Tem replenish lung Trm: When input does not match output, lung-resident memory T cells decay
To provide insight into why lung Trm undergo attrition, the authors set out to determine how lung Trm are maintained. Using a mouse model of influenza virus infection the authors revealed that lung Trm required continual replenishment from the circulating memory CD8+ T-cell pool to persist. The gradual decay in lung Trm numbers resulted from an imbalance that occurred when the apoptotic loss of lung Trm was no longer matched by the replenishment from the circulating memory CD8+ T-cell pool. The authors showed that within the circulating memory CD8+ T-cell compartment, it was the effector memory CD8+ T cell (Tem) subset that migrated into the lung and differentiated into Trm. The loss of Tem from the circulating memory CD8+ T-cell compartment that occurred over time depleted the system of lung Trm precursor cells, and this underlies the decay of lung Trm (Figure 1). Importantly, the authors showed that by simply boosting Tem numbers they could prolong the longevity of the lung Trm pool.

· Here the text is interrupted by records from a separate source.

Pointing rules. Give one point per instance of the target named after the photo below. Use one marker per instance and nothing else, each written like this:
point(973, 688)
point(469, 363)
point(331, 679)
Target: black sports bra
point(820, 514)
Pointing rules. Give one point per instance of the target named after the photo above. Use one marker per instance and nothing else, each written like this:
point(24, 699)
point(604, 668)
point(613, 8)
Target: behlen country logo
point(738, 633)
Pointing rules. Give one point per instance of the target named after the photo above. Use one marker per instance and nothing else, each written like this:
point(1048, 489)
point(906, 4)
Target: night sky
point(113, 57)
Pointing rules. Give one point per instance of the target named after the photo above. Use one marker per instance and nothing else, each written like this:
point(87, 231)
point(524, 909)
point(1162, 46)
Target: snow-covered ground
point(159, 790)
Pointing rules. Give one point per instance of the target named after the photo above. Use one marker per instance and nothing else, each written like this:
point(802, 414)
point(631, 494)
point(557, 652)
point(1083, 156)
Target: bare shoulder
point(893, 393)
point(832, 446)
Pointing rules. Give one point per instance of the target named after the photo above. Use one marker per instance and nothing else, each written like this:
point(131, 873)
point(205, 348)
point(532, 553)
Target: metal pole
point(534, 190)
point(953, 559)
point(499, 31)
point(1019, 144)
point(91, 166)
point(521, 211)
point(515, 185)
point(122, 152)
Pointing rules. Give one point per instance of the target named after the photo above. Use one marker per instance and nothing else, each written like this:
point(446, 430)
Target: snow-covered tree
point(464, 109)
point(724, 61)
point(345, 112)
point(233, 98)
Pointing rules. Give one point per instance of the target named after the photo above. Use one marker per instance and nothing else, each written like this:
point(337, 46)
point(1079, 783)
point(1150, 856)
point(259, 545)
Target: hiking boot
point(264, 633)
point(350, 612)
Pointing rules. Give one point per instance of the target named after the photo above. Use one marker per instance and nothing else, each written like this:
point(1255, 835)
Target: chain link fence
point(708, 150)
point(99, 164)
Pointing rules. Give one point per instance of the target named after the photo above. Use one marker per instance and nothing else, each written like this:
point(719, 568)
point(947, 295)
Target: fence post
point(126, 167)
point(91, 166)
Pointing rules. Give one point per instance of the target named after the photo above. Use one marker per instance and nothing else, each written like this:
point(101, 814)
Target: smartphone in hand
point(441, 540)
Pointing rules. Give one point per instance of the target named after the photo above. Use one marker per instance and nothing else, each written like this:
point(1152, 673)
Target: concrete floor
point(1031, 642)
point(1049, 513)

Slutter et al. made the interesting observation that circulating Tem infiltrated into the lung and differentiated into lung Trm more effectively following transfer into mice recovering from a prior influenza virus infection compared to that observed following transfer into naive recipients. These data suggest that prior infection within the lung conditions the tissue microenvironment, making it more permissible for lung Trm generation. The authors examined the factors within the previously infected lung tissue that promoted the development of lung Trm; specifically they addressed the role of residual antigen within the lung tissue and the local cytokine milieu.
Influenza viral antigen is known to persist within the lung for many months after the clearance of the acute infection.3,4 To investigate if residual influenza antigen in the lung facilitated the maintenance of the lung Trm pool, Slutter et al. transferred transgenic Tem into mice that were previously infected with an influenza virus strain that encoded either the cognate epitope recognized by the transgenic Tem pool or the parental strain of influenza virus, which did not encode this epitope. As the proportion of Tem that converted into Trm within the lung in both cohorts were equivalent, the authors ruled out the requirement for local antigen recognition in the maintenance of the lung Trm pool.
The presence of antigen within the tissue microenvironment does have a profound impact on CD8+ Trm formation.